The Executor of a will and the Trustee of a revocable inter vivos trust serve almost identical functions. Both the Executor and the Trustee are responsible for paying the debts of the decedent, creating an inventory of the property s/he owned at death, and insuring that the decedent's wishes, as expressed in the will or revocable inter vivos trust, are fully implemented. Although the Executor is generally subject to direct court supervision, both the Executor and the Trustee have similar fiduciary responsibilities. For example, both a Trustee and an Executor must act for the benefit of the estate and beneficiaries named in the trust or will.

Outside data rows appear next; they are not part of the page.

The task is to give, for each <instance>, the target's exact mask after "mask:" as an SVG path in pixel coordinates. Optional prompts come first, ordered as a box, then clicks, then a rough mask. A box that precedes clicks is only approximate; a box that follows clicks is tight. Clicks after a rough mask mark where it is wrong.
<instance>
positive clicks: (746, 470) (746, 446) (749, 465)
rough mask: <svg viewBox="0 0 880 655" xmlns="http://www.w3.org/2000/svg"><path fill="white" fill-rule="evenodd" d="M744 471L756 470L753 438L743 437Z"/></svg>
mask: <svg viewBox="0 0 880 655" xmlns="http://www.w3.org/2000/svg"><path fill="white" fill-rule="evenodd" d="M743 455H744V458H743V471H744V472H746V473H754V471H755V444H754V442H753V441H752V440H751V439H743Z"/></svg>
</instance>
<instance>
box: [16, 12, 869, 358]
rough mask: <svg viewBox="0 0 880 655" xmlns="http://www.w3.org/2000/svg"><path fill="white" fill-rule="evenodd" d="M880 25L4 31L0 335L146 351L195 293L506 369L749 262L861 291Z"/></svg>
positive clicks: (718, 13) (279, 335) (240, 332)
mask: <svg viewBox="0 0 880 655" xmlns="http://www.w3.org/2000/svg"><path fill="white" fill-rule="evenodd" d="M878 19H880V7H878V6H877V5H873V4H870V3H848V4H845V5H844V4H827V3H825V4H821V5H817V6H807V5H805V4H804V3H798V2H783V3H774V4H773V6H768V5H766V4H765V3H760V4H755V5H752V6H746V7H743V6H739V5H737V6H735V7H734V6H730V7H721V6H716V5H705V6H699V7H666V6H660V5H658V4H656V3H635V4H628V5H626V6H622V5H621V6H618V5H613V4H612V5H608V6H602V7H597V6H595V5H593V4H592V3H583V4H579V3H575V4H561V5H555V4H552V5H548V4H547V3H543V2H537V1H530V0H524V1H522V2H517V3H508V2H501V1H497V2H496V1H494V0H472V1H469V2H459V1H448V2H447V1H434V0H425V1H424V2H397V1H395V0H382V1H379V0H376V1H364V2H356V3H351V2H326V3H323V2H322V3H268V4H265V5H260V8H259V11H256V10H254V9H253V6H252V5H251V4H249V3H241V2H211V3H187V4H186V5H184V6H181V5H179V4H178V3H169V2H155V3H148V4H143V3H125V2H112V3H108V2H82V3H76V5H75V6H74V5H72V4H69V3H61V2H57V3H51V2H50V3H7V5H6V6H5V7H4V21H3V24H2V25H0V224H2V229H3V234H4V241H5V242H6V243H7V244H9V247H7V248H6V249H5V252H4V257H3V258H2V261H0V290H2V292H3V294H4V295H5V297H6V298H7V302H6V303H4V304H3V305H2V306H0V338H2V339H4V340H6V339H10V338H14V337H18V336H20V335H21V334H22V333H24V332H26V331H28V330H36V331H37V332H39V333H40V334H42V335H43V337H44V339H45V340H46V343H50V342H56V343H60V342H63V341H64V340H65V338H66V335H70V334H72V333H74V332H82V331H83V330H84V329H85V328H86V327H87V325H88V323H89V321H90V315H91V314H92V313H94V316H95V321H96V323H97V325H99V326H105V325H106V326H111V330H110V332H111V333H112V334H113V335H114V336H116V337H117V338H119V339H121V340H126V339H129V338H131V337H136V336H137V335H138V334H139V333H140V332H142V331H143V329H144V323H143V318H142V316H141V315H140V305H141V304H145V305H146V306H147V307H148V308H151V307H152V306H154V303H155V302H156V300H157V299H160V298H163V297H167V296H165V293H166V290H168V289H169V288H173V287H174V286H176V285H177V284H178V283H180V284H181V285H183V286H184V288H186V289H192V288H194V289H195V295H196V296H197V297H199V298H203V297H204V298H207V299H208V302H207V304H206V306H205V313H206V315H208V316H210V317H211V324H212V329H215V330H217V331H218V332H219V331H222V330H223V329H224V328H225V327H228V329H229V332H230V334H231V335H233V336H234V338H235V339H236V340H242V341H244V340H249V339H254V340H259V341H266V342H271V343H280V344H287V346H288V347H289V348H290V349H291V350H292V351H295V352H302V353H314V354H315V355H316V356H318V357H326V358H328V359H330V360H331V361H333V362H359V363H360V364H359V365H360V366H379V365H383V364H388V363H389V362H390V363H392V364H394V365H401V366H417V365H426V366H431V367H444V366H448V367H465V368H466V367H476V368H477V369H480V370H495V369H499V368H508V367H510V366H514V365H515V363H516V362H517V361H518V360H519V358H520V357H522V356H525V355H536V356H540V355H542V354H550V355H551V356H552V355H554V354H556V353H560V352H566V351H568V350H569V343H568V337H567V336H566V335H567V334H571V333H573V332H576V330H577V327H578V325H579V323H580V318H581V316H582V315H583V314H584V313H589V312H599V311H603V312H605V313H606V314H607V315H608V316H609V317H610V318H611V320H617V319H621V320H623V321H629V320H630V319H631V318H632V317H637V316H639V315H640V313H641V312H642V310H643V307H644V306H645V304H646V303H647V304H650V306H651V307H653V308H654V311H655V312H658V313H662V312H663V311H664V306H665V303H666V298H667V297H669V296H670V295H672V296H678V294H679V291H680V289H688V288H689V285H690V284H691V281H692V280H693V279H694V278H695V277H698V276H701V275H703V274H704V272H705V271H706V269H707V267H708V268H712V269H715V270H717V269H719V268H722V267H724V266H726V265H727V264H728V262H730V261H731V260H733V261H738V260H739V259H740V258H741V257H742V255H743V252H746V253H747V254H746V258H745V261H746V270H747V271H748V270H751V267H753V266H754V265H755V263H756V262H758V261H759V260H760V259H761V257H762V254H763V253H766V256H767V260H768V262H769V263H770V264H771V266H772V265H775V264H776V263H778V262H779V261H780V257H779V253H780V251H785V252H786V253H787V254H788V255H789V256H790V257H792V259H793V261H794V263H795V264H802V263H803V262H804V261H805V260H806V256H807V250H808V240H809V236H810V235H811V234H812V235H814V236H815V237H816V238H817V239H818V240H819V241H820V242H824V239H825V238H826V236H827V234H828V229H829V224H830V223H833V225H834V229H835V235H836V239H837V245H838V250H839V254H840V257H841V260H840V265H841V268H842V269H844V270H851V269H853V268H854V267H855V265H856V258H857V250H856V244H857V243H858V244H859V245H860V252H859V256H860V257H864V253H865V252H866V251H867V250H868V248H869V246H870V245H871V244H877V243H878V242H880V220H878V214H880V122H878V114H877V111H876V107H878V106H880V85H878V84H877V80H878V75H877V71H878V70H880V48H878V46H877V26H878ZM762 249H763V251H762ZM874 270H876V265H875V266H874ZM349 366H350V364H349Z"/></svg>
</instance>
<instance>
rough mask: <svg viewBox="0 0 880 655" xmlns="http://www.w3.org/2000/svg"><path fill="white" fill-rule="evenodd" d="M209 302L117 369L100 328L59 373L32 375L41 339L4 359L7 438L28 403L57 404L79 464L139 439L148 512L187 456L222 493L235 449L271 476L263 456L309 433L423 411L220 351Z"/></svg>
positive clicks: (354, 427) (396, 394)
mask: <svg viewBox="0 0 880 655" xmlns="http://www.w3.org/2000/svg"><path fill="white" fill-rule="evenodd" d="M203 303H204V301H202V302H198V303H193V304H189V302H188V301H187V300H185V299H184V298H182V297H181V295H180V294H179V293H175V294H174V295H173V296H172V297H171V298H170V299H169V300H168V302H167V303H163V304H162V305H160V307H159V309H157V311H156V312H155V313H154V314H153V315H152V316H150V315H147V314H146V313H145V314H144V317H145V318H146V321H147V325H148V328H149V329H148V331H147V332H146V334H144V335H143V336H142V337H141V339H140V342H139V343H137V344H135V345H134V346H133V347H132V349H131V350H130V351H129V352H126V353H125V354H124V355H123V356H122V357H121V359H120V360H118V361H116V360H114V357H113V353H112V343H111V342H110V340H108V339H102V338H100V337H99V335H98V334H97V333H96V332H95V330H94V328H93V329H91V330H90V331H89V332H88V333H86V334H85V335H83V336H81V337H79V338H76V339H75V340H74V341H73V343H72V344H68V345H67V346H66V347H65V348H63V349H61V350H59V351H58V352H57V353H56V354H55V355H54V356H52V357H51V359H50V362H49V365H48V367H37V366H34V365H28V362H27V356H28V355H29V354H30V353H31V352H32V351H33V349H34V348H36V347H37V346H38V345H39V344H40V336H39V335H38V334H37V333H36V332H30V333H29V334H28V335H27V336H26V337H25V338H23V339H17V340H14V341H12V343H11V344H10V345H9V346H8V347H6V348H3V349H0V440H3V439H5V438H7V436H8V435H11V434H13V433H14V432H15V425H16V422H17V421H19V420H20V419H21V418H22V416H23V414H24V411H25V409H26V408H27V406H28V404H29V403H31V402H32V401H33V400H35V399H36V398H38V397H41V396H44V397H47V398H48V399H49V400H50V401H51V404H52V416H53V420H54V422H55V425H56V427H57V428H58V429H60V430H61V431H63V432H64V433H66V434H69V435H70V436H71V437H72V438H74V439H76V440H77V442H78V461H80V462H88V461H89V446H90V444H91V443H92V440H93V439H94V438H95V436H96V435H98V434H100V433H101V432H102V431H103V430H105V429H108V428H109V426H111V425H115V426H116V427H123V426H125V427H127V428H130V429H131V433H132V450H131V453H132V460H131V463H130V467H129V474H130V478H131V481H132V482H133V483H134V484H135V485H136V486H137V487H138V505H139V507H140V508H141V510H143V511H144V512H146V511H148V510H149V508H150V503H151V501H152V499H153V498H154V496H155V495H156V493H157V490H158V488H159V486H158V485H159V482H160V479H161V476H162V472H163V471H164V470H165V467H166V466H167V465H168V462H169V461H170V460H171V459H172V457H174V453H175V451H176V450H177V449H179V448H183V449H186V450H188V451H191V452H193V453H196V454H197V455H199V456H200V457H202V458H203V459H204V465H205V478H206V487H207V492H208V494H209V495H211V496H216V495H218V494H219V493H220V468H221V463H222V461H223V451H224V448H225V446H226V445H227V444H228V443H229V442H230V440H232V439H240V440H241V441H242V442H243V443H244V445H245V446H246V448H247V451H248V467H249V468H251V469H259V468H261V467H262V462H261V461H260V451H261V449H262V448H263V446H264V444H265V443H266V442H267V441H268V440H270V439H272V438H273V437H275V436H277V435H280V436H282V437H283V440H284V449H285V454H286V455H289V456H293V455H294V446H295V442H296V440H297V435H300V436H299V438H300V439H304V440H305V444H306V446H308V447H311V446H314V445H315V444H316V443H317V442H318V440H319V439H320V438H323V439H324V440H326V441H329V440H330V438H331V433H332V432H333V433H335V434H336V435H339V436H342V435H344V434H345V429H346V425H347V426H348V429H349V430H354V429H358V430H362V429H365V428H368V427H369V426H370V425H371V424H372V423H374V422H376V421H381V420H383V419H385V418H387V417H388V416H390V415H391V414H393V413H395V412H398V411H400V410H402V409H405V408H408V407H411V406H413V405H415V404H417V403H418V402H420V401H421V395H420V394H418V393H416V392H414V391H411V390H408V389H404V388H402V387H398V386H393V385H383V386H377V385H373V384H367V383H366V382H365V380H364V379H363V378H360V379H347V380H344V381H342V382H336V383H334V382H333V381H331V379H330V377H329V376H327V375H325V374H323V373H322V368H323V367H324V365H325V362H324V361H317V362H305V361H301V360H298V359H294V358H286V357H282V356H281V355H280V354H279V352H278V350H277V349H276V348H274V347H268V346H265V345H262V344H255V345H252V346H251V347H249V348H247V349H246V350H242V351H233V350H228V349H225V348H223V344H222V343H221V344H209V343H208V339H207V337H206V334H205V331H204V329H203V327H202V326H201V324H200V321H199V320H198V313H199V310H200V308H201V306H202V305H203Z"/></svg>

In most instances, the Settlor of his or her revocable inter vivos trust acts as the initial Trustee for as long as s/he is capable of doing so. Thus, the Settlor continues to manage and distribute trust assets for his or her own benefit. If you decide to establish a revocable inter vivos trust, the decision of whether to act as your own Trustee is your decision, made after consultation with your family and trusted advisors. However, if you become incapable of functioning as a Trustee (either due to your incapacity or death), your designated successor Trustee will assume the "office of Trustee" and act as Successor Trustee of your trust.
The persons who are often named as one’s Executors or successor Trustees include spouses, adult children, other trusted relatives, family friends, business associates, or financial institutions (banks or trust companies). When deciding on the person(s) to act as an Executor or a Trustee, take care to select someone who is responsible, well organized, and somewhat experienced in maintaining accounts and records. In addition, it is useful for an Executor or successor Trustee to have had business experience and to have acquired some basic knowledge about making investments. However, the most important requirement for this position is that the person has the ability to exercise good common sense.